I can cross the desert sand, or any piece of land,
With just here and there some minor misdirection.
I'm paid nowhere near enough, to put up with all this stuff,
And the CO says I don't get paid for thinking.
Top's pushed me to the end, and then on around the bend,
Too proud to cry, I settle down to drinking.
I can't afford a spouse, but I have one...and a house,
Who would think that such a gal could love a soldier?
I can't tell her, or you, why I live the way I do,
With the pages of my life filed in a folder.
I gripe, but call me I'll come running, or marching to the drumming,
If you need my life, I guess that's what I'll give.

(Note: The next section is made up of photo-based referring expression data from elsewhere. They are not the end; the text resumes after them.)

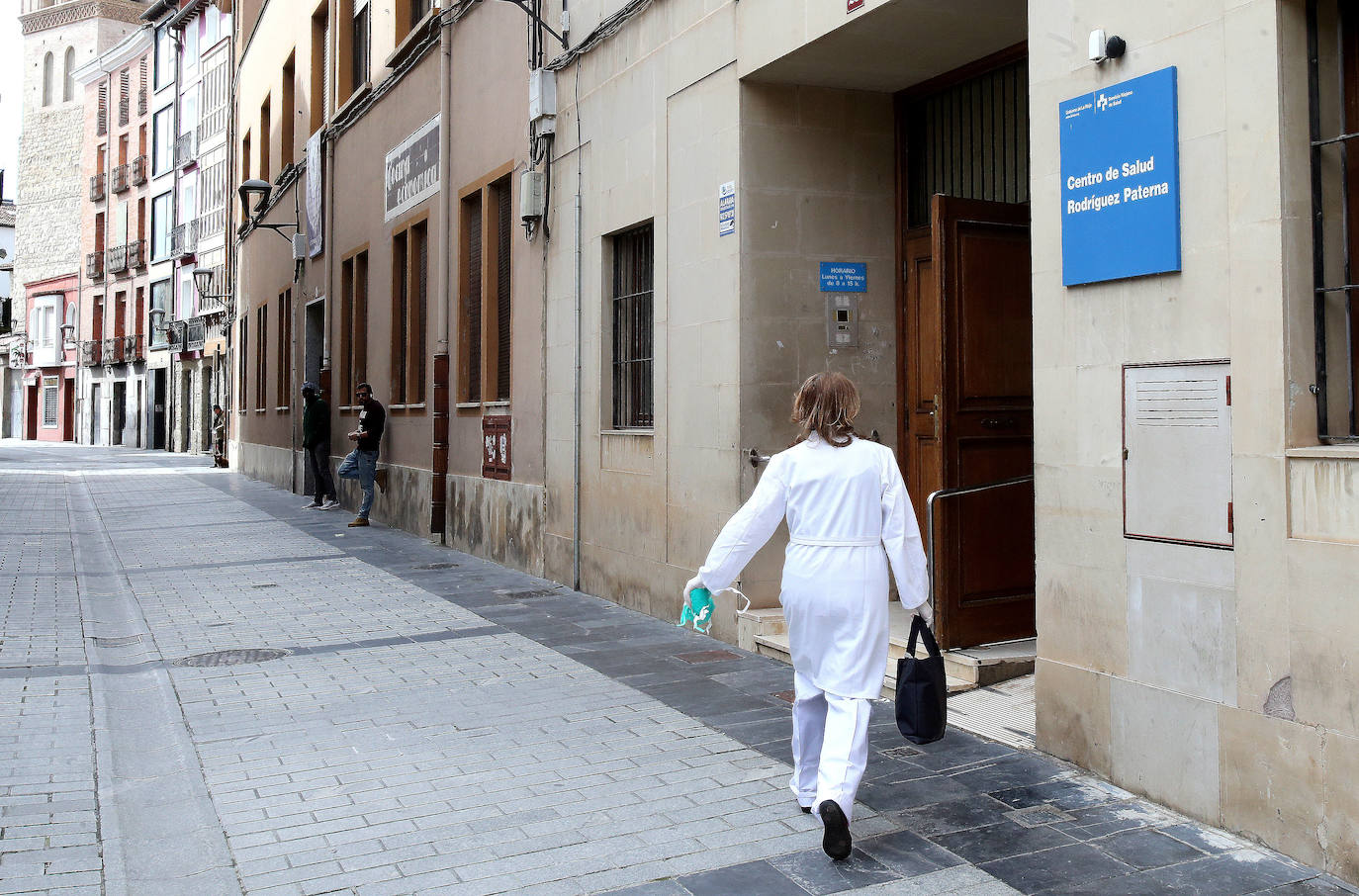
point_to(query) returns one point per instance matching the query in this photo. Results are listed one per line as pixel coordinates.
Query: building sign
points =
(316, 227)
(844, 276)
(410, 173)
(727, 209)
(1120, 181)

Like other soldiers gone to war, who paid the price before,
The price placed on the life we live.
I can't say that I'll be brave, when the flags begin to wave,
Tattered, ripped, and torn by deadly fire.
I can only say that I, hope to give it my best try,
If I claimed any more I'd be a liar.
I'm a soldier dressed in green, often looked at, seldom seen,
Please spare a moment now to see me well.
For there might come a day, when I'll be called away,
To spend a tour in someplace close to Hell.
And, I might just not come back, when I carry off my pack,
To an unknown place somewhere around the earth.
So, stop and give a smile, that I can take with me a while,
Cause money cannot measure what I'm worth.
29 March 1982 by Donovan Baldwin
ABOUT THE AUTHOR
Donovan Baldwin, was born in 1945, in Atlanta, Georgia. He was raised in Pensacola, Florida, where he attended St. John's Catholic Elementary School, Pensacola Catholic High, Pensacola Junior College (Now Pensacola State College), and the University of West Florida (BA Accounting 1973). He served 21 years in U.S. military services, retiring honorably in 1995. In addition to his military service, he has been a program accountant and fiscal consultant for the Florida State Department of Education, the business manager of a community mental health facility in Milton, Florida, an instructor for a major corporation in the logistics industry, and an optical lab manager, among other position. He has been writing and publishing poetry, essays, and articles, for over half a century and has had several poems published in small, literary magazines.